Any hope of a high-speed bankruptcy by General Motors faces a serious obstacle: a judge — not the Obama administration, not G.M. management and not the company’s creditors — would reign in court.
A bankruptcy judge would be required by law to listen to unions, whose members fear for their jobs, benefits and pensions. And the judge would have to pay attention to creditors, including bondholders frustrated by how much they stand to lose if G.M. is broken up into “good” and “bad” companies as the administration is planning. Even a judge sympathetic to the administration — and the administration would look for a sympathetic court — might be reluctant to rubber-stamp that plan.
Bankruptcy cases often drag on far longer than anticipated, slowed by unexpected obstacles to reorganization.
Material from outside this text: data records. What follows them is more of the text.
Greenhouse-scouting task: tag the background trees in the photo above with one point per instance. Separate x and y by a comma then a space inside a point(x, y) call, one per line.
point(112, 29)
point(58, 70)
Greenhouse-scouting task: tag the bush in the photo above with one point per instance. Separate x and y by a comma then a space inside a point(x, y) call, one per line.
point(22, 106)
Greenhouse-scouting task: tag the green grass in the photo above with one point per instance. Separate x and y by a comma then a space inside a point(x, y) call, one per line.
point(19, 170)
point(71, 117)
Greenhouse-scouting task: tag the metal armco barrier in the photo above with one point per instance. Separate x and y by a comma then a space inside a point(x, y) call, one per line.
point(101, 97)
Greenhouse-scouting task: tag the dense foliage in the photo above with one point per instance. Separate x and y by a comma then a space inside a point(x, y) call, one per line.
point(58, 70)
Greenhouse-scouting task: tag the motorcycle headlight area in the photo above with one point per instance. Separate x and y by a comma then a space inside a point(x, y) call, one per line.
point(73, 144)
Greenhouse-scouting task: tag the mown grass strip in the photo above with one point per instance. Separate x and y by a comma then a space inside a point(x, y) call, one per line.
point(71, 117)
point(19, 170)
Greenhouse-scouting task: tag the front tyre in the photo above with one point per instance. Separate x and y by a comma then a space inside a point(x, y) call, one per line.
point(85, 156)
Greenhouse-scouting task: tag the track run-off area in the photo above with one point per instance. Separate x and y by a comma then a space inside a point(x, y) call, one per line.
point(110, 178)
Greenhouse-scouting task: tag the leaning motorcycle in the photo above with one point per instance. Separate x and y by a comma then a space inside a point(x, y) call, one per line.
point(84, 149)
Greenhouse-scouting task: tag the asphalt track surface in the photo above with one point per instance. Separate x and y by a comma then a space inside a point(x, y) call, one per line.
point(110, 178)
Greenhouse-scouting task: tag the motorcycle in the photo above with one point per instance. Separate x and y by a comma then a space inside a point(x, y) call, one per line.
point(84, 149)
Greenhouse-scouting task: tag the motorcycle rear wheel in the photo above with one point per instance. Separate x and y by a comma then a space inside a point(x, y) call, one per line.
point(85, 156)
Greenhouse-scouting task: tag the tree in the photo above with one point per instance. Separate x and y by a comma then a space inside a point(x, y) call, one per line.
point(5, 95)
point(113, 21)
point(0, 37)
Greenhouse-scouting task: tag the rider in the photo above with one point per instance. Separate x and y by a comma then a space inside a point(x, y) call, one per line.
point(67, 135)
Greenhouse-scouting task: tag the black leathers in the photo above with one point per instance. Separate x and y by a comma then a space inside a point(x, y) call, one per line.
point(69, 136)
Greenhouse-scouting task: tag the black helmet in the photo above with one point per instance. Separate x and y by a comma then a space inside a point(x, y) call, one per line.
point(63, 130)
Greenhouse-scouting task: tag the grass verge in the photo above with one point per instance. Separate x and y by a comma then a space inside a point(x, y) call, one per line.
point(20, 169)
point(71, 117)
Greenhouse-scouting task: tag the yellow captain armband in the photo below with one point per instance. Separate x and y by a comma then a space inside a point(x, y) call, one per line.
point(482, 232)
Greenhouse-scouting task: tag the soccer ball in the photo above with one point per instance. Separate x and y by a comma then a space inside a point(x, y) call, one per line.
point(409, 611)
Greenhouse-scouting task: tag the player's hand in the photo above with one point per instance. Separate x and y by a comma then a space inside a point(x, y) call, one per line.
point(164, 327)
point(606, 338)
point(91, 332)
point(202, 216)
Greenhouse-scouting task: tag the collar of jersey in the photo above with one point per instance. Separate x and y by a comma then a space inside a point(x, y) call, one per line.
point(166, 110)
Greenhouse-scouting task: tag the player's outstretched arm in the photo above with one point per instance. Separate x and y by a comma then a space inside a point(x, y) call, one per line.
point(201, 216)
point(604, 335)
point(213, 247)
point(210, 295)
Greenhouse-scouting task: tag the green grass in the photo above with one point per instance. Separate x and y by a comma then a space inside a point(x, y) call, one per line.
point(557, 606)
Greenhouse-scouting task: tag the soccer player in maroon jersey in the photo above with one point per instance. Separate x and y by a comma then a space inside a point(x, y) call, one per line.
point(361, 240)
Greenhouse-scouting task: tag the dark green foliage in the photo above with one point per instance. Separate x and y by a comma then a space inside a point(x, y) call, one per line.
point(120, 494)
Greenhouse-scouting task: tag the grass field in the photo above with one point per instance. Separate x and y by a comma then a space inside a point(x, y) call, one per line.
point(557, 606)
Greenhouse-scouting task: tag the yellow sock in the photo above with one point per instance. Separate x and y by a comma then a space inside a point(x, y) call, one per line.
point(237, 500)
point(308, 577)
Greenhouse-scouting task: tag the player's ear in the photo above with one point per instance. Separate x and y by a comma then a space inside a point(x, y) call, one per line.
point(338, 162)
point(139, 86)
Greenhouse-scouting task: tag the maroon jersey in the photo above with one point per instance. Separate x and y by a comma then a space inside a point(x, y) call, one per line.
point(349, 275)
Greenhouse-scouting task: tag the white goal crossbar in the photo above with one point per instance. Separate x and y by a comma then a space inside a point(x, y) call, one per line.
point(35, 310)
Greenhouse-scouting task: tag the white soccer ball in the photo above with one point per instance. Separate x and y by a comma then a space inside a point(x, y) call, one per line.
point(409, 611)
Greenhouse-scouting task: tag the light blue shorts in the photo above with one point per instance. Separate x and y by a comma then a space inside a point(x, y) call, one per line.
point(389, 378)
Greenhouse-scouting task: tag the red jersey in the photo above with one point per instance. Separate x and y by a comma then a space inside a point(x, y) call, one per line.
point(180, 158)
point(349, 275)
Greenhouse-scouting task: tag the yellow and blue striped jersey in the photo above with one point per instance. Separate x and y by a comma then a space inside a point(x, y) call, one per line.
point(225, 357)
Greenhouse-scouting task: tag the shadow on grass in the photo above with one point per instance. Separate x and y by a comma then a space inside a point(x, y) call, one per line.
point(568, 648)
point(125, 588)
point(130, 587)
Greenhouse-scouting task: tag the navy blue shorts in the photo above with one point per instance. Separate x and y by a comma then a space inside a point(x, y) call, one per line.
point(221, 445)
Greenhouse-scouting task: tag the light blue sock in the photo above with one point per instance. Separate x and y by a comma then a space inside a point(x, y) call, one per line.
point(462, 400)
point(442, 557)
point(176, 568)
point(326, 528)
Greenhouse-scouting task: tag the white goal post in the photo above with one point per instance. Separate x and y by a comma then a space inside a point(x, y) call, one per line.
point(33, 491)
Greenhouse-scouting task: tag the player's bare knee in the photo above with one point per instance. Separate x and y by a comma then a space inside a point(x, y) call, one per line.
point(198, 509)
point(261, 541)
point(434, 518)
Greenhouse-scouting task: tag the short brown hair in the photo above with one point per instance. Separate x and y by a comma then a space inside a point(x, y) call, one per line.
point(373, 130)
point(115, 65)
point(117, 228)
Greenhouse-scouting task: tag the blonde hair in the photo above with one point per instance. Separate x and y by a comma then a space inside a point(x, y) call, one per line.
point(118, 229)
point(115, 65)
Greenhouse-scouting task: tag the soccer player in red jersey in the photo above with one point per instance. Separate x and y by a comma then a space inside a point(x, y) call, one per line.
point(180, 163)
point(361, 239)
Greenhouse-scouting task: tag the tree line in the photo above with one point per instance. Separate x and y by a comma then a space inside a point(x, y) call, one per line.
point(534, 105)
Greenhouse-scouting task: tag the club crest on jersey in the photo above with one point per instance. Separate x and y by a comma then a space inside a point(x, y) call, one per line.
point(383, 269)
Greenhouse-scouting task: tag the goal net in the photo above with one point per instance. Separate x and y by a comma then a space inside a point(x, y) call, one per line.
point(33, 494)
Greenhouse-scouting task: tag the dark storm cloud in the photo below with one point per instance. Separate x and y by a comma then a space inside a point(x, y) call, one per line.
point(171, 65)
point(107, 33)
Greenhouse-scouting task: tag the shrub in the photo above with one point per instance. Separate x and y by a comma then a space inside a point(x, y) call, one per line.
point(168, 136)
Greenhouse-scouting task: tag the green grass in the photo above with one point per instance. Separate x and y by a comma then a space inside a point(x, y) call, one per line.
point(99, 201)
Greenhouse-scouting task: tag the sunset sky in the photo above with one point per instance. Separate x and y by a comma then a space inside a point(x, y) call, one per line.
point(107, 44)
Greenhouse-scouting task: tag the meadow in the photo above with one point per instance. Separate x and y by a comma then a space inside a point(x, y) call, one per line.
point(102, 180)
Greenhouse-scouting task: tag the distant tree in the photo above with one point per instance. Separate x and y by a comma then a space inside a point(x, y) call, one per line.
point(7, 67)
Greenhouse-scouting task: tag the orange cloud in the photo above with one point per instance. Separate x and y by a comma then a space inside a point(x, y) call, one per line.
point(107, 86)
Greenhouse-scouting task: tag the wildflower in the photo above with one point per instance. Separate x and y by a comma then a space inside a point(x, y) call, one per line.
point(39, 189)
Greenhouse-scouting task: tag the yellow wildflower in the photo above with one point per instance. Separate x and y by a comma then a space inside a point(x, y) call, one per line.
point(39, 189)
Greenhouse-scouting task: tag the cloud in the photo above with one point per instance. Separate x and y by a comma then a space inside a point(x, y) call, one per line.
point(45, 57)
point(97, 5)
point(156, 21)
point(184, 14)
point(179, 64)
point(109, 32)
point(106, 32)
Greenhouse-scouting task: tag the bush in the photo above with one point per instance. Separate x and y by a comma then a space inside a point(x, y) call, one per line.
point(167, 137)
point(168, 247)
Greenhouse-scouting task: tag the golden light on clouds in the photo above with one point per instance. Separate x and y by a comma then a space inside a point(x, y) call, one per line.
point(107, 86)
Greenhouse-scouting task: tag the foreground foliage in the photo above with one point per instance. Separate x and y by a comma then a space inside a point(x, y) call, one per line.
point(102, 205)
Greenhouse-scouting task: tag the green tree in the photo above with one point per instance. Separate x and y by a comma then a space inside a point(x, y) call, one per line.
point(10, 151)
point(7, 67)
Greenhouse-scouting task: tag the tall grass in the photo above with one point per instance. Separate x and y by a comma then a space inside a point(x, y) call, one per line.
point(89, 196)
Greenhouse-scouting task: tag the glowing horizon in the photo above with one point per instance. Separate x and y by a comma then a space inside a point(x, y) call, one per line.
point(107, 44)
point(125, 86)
The auto parts company Delphi, once a unit of G.M. and now a supplier, has languished in bankruptcy proceedings for four years, twice as long as originally planned, for example.
“It’s going to be about the union and the pensions,” said Ms. Mayerson, the bankruptcy lawyer. “And I don’t see any way that this is a quickie bankruptcy. After all, it took them 30 years to get into this mess.”
Full article: http://www.nytimes.com/2009/04/17/business/economy/17auto.html
As if it wasn't bad enough, according to the Wall Street Journal: "Steven Rattner, the leader of the Obama administration's auto task force, was one of the executives involved with payments under scrutiny in a probe of an alleged kickback scheme at New York state's pension fund, according to a person familiar with the matter."